65
Kampus ini punya beberapa student corner, salah satunya yang dekat dengan kantin. Kadang mahasiswa dan mahasiswi kampus mengalihfungsikan student corner itu jadi tempat makan siang. Sama seperti yang gue dan Alin lakukan siang hari ini. By the way, it’s been two weeks since I drove her home. Setelahnya kita berdua sama-sama sibuk untuk bertemu. Tapi, cukup sering bertukar pesan untuk sekedar ngomong “just checking up on you”.
Waktu gue datang dengan membawa dua tas belanja besar–kanan berisi bekal dan kiri berisi jajanan dari indomaret–Alin sudah duduk lesu di salah satu kursi dan menyandarkan kepalanya di atas meja. Sebelum mendekat, gue mengambil satu kotak berisi susu dari sisi kiri gue. Susu kemasan dingin yang sengaja gue beli untuk Alin.
Mukanya bete waktu ada yang mengusik tidur atau istirahatnya tersebut. Tapi, waktu sadar kalau yang gangguan itu berasal dari gue, ekspresinya perlahan menghangat. Walau tidak sehangat matahari Jogja siang ini.
“Gue pikir siapa yang ganggu.” ujarnya dengan nada sewot.
Gue ngambil tempat di hadapannya, membuat kita saling berhadapan. “Kecut amat tuh muka atau lemon?” ejek gue.
“Jeruk Bali.” jawabnya acuh tak acuh sambil melirik-lirik ke tas-tas belanja yang gue bawa.
“Kenapa lirik-lirik?” Gue narik dua tas itu menjauh dari pandangnya.
“Mau dong, Maha. Boleh gak? Ternyata marah-marah bisa buat gue laper.” Dia senyum. Pikirnya senyum itu bisa buat gue luluh kali ya? But, she’s not wrong. Karena gue luluh.
Perlahan tangan gue kembali membawa tas-tas tadi ke atas meja. Kemudian setelahnya mengeluarkan satu persatu isi tas tersebut.

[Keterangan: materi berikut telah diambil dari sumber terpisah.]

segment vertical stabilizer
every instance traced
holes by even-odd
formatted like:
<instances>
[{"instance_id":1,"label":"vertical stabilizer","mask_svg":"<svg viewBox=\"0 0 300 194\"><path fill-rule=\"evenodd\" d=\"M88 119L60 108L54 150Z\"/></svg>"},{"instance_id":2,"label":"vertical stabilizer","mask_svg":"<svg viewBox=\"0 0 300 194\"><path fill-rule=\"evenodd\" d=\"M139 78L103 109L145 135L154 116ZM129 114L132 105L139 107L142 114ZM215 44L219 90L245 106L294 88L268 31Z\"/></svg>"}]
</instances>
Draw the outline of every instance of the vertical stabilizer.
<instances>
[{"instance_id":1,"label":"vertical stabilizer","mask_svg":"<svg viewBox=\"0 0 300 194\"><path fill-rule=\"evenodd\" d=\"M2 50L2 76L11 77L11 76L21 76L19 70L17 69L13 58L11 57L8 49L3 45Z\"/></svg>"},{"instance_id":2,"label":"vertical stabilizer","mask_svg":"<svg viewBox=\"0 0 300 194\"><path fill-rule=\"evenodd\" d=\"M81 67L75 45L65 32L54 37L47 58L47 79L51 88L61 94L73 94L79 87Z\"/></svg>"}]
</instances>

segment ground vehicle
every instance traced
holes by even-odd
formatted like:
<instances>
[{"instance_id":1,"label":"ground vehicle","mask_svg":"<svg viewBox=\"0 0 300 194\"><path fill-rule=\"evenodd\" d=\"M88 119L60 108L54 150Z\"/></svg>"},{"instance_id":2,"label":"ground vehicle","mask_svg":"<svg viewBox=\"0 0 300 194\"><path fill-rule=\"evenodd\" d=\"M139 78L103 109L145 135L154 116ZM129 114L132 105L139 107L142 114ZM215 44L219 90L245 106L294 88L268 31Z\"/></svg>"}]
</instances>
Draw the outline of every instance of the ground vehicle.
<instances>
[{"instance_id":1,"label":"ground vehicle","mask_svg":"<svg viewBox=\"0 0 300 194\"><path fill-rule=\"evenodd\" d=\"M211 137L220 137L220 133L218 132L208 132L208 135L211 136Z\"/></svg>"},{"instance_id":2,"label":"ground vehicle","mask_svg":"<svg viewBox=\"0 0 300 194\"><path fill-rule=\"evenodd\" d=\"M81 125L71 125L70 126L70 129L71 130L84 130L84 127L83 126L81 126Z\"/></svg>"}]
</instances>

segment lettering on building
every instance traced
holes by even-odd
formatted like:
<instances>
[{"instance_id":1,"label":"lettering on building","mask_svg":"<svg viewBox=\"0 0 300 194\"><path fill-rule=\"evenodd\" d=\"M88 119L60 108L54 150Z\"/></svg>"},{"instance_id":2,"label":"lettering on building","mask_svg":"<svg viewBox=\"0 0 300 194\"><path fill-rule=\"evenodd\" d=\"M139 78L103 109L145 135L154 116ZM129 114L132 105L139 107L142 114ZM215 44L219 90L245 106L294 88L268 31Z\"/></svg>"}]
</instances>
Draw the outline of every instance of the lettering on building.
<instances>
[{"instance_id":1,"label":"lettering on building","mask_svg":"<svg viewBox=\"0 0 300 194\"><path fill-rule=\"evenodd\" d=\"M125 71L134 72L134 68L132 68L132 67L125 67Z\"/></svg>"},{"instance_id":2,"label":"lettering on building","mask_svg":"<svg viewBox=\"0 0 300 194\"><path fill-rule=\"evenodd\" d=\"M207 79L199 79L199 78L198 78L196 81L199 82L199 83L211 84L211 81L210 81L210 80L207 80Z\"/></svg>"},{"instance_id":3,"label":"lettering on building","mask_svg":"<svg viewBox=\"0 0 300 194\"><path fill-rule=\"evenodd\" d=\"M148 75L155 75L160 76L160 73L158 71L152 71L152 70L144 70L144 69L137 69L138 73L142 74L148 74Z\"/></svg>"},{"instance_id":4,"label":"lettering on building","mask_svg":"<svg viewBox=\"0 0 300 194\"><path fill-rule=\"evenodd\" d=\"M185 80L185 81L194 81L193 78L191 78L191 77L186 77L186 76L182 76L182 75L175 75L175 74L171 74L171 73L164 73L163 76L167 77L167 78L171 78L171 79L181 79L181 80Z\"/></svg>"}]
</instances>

Gue fokus ngeliatin benda-benda yang keluar dari tas tersebut. dua kotak makan, dua air mineral kemasan, dua kotak lebih kecil lagi berisi buah-buahan potong, dan lima kotak susu.
“Lo laper karena liat masakan gue kali.” Pandangan gue beralih ke Alin yang ternyata sejak tadi sibuk menatap gue.
Dia mengalihkan pandangannya saat mata kita bertabrakan. “Idih seneng lo kalo gue bilang iya.” Namun, tangannya bergerak salah tingkah, menunjukkan rasa malu karena terciduk natap gue.
Gue berusaha mengulum senyum dan berpura-pura tidak memperhatikan sikapnya saat ini. “Seneng lah. Mau makan sekarang?” tanya gue.
“Mauuuu…” serunya seperti anak sepuluh tahun.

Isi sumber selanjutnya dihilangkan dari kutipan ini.